Christmas Eve
The light shines in the darkness, and the darkness has not overcome it. (John 1:5)
For today’s blog post, I’m going to quote someone else’s work, repeating a story that I’ve often used for “Blue Christmas” services. It has also been one of the most-requested messages I’ve ever delivered.
“When are you going to tell the candle story again?”
This seems like a good time to do that.
It’s a story I found on the internet years ago, submitted to a worship resource site by a minister in the Uniting Church of Australia. Her name is Jane Fry, and today she serves as the General Secretary of the Synod of New South Wales and the Australian Capital Territory. She did not write the story herself. But it recalls the true account of a Dutch veteran who was held prisoner in a Japanese internment camp during the Second World War.

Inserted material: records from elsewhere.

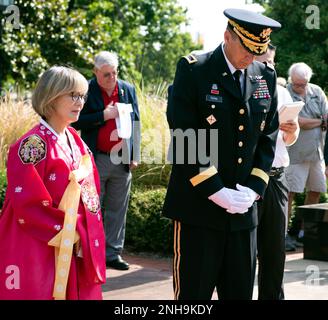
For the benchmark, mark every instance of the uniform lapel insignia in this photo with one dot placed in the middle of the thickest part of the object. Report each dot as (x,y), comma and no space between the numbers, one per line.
(262,125)
(211,119)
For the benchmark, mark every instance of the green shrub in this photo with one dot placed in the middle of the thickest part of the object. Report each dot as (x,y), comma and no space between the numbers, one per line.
(146,229)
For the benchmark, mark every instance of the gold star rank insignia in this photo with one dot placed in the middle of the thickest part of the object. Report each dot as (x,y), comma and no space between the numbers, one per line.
(262,125)
(211,119)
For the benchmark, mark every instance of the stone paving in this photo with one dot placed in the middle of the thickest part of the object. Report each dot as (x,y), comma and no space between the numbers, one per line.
(150,278)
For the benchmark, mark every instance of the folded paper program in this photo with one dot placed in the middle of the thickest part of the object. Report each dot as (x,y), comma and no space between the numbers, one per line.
(123,122)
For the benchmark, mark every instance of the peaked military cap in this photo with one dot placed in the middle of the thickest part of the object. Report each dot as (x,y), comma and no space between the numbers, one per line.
(253,29)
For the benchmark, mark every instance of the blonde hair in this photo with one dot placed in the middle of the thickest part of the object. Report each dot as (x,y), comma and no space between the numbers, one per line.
(53,83)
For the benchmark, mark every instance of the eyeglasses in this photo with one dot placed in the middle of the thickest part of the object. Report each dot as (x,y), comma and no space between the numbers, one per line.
(76,97)
(299,85)
(109,74)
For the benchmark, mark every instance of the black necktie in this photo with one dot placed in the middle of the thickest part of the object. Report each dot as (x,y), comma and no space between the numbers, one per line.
(236,76)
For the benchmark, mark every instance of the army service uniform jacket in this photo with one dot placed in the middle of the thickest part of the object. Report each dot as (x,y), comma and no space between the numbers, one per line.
(205,98)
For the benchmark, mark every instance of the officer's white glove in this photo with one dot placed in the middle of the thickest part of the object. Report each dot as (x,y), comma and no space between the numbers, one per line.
(232,200)
(248,191)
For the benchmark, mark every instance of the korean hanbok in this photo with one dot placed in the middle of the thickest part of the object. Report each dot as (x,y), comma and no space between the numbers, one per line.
(47,175)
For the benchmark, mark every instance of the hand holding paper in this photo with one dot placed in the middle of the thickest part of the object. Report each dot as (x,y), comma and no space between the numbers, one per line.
(290,111)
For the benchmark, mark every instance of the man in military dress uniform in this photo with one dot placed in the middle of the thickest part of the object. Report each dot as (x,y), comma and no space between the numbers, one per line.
(223,107)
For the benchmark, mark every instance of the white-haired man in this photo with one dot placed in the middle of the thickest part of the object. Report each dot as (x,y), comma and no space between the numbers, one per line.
(307,167)
(116,151)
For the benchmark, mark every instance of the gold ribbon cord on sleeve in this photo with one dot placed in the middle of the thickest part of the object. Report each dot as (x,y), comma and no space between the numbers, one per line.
(65,239)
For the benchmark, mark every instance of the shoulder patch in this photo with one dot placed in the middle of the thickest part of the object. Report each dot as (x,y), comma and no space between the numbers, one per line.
(32,149)
(269,65)
(190,58)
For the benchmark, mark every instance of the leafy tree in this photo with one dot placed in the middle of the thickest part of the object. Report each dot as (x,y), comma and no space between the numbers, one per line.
(145,34)
(299,39)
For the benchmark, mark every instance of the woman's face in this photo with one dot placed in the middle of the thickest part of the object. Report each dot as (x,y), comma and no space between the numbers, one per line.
(67,107)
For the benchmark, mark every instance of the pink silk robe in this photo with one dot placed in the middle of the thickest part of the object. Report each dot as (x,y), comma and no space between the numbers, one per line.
(38,168)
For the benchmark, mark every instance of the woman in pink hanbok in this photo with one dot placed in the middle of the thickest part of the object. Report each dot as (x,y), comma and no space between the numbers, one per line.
(52,243)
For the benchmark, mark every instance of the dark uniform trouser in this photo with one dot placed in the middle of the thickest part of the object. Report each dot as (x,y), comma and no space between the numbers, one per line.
(206,258)
(271,238)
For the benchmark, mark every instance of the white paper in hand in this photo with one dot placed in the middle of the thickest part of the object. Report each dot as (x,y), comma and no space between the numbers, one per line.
(123,122)
(290,111)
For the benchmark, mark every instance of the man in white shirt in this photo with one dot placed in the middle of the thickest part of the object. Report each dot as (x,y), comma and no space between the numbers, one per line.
(273,211)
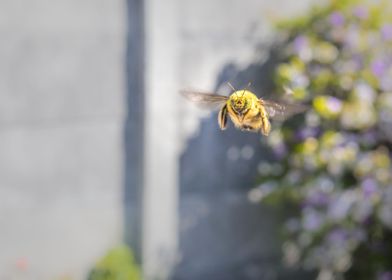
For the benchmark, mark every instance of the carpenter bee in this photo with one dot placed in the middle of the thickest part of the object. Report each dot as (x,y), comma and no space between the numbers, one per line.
(246,110)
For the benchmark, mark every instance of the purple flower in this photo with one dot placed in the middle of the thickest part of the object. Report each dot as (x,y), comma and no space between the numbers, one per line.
(307,132)
(317,198)
(369,187)
(337,236)
(361,12)
(336,19)
(312,220)
(378,67)
(386,32)
(280,150)
(386,83)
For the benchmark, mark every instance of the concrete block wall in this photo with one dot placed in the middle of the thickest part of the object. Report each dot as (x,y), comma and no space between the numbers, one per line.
(61,122)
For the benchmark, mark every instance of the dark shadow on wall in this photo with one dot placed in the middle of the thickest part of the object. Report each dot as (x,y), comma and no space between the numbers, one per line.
(222,234)
(134,128)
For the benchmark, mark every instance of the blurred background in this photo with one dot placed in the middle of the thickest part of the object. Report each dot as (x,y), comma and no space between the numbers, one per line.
(107,173)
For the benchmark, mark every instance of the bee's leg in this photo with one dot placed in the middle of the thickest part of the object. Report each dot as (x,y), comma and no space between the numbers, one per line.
(222,117)
(265,123)
(265,126)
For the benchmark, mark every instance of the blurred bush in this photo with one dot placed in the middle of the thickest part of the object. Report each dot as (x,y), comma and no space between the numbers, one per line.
(117,264)
(332,165)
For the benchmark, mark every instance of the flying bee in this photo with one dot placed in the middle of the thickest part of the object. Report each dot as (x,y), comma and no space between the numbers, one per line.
(245,109)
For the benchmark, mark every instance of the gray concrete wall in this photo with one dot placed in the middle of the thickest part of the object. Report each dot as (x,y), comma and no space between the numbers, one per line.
(61,122)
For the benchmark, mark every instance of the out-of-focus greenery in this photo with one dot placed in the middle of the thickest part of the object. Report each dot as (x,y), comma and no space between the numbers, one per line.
(332,164)
(117,264)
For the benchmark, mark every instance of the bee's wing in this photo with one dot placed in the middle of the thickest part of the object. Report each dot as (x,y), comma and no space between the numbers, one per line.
(205,100)
(281,110)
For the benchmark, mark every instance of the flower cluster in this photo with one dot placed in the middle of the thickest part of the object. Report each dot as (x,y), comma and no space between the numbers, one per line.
(333,163)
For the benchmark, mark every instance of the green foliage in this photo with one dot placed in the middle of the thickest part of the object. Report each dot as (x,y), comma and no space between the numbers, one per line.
(117,264)
(334,162)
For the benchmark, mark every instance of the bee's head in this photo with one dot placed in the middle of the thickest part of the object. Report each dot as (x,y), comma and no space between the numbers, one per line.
(239,103)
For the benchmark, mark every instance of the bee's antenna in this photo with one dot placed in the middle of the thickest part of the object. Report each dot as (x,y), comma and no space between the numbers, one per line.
(231,86)
(246,88)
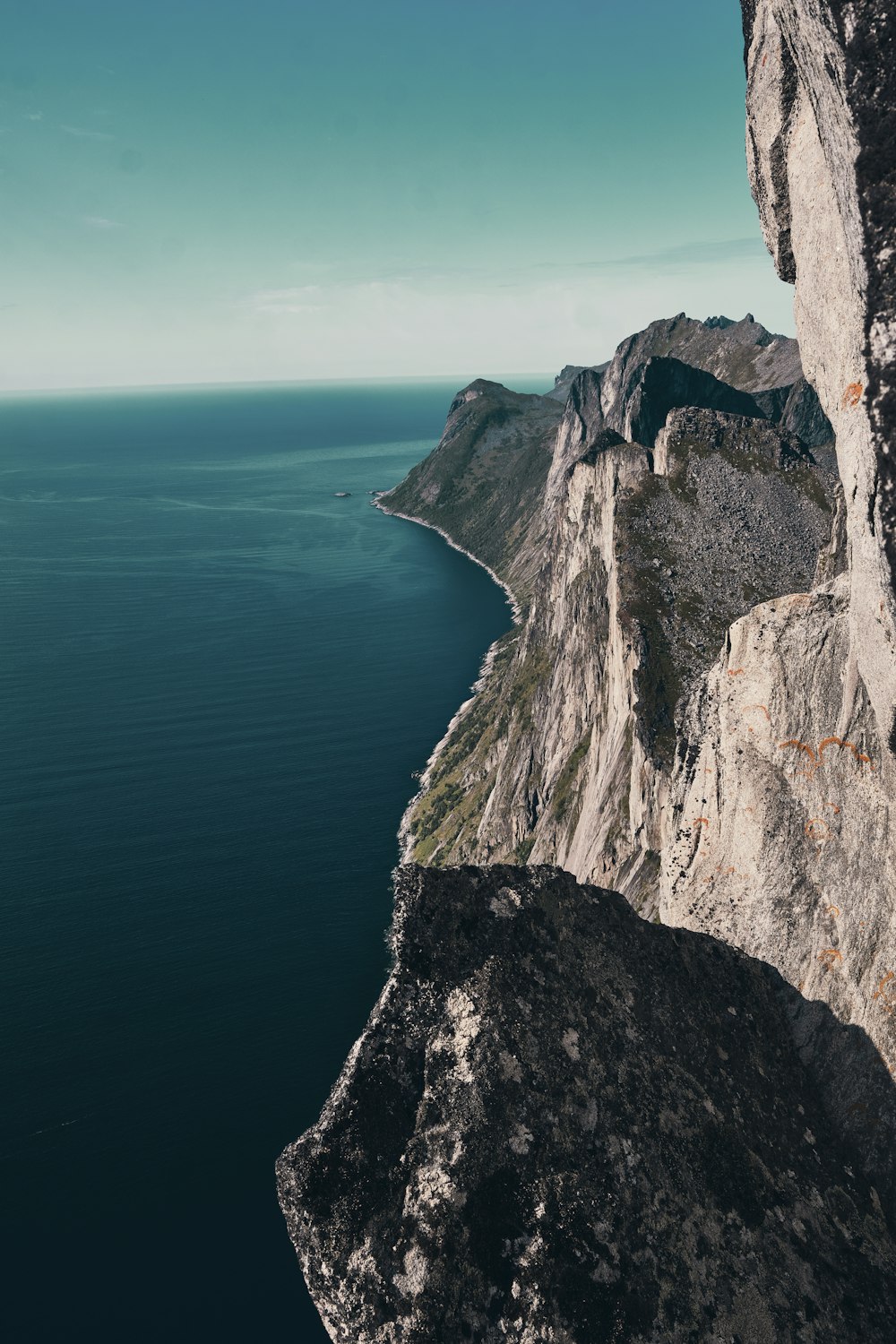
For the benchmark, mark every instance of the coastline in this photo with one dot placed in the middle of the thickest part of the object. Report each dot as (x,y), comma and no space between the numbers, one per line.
(406,840)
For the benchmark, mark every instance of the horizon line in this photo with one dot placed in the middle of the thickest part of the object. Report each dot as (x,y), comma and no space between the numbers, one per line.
(258,383)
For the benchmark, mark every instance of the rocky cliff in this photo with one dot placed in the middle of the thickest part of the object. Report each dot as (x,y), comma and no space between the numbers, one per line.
(564,1123)
(670,502)
(782,827)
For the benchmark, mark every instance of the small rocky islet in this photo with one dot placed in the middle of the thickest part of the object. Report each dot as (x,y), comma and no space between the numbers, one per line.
(632,1073)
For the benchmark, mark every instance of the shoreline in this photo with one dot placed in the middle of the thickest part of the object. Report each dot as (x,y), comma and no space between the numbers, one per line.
(406,840)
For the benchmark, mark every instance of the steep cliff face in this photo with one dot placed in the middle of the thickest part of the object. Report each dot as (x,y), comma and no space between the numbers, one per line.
(782,827)
(567,1124)
(564,1123)
(648,554)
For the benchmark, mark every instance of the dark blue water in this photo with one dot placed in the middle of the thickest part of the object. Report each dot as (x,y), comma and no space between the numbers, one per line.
(215,683)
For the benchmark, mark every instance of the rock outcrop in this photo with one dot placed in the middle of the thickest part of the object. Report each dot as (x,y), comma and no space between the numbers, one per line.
(648,553)
(564,1123)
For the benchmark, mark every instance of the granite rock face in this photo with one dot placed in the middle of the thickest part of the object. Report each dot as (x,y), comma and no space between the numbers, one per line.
(565,1124)
(780,828)
(565,753)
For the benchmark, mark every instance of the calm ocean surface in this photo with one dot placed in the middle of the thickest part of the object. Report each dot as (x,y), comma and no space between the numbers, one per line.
(215,683)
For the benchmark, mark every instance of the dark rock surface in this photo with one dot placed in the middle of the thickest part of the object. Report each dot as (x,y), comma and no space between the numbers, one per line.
(662,383)
(565,1124)
(739,515)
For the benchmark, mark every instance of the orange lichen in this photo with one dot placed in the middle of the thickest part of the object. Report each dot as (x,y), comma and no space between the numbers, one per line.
(849,746)
(801,746)
(887,995)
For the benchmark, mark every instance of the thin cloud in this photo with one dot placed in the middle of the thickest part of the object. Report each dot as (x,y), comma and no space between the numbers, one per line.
(293,300)
(712,252)
(86,134)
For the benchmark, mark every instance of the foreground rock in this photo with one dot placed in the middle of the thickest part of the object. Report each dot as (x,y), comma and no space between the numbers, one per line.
(567,1124)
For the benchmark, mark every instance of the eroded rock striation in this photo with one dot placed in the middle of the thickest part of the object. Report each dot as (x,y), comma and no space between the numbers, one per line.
(646,551)
(564,1123)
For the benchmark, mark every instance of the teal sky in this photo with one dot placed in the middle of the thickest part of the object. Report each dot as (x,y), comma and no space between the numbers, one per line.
(214,191)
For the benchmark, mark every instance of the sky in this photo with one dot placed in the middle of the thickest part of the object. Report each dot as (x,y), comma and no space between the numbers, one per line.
(220,191)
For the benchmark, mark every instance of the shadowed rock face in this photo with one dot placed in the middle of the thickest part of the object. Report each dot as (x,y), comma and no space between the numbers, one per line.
(821,105)
(788,739)
(567,1124)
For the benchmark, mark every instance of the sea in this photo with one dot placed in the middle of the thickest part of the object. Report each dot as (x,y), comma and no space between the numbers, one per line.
(217,683)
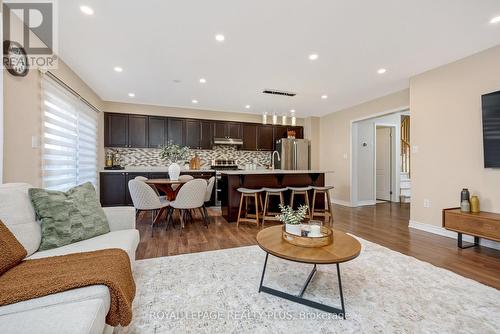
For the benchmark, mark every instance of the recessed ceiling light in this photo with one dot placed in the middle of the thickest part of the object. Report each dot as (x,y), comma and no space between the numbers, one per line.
(495,20)
(87,10)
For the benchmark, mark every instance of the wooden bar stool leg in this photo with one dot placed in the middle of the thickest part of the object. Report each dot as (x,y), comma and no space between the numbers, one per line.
(314,203)
(264,213)
(256,196)
(239,211)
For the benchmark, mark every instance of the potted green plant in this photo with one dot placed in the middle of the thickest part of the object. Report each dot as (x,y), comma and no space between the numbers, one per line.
(174,154)
(292,218)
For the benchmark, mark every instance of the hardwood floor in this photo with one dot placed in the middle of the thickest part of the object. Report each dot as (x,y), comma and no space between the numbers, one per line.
(385,224)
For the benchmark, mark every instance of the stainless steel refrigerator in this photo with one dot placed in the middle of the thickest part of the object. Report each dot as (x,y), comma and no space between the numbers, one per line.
(294,154)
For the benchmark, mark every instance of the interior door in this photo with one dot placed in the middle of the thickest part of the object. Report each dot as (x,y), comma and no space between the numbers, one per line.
(383,164)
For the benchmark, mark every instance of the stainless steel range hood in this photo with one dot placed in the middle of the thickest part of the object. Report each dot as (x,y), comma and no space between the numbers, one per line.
(228,141)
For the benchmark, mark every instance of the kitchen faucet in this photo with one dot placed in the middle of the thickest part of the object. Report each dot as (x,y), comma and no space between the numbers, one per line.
(272,158)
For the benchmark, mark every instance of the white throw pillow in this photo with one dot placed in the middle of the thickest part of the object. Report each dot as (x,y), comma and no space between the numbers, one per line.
(17,213)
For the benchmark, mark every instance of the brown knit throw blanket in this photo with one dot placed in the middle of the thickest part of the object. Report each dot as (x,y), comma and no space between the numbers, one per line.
(42,277)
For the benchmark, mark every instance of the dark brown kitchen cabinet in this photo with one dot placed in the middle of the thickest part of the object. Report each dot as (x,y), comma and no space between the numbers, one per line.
(137,131)
(265,138)
(157,131)
(227,130)
(299,131)
(116,128)
(193,133)
(176,130)
(206,138)
(112,186)
(249,137)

I think the reason people have wanted to hear this story again is because it is so powerful. It’s not your usual kind of Christmas story … here it is, very slightly adapted from Rev. Fry’s version.
The Candle
Ah no, this is not really a Christmas story. It is not really a story either, it is an account, a plain account of something that happened somewhere. But it is not present-day news, which is what most reporting is about. This thing happened more than 80 years ago, but what does that matter? After all, the Christmas story, the real Christmas story, was not actually a story as such, and it is now old news too, around about two thousand years old. What then are 80 years here or there?
Furthermore, there is even a remarkable similarity, even though you might find it a bit far-fetched. The old Christmas story took place in a stall. The one that happened 80 years ago was also in a stall. Well, not a proper stall, but it looked like one.
It was a dark, gloomy shed. Inside, it was always half-light or darkness, but outside the light shone bright and glorious by day, and even at night it was still light outside, for the shed was in a tropical region under a glowing burning sun, as well as under a wonderful starry sky, and the moon seemed much bigger than here.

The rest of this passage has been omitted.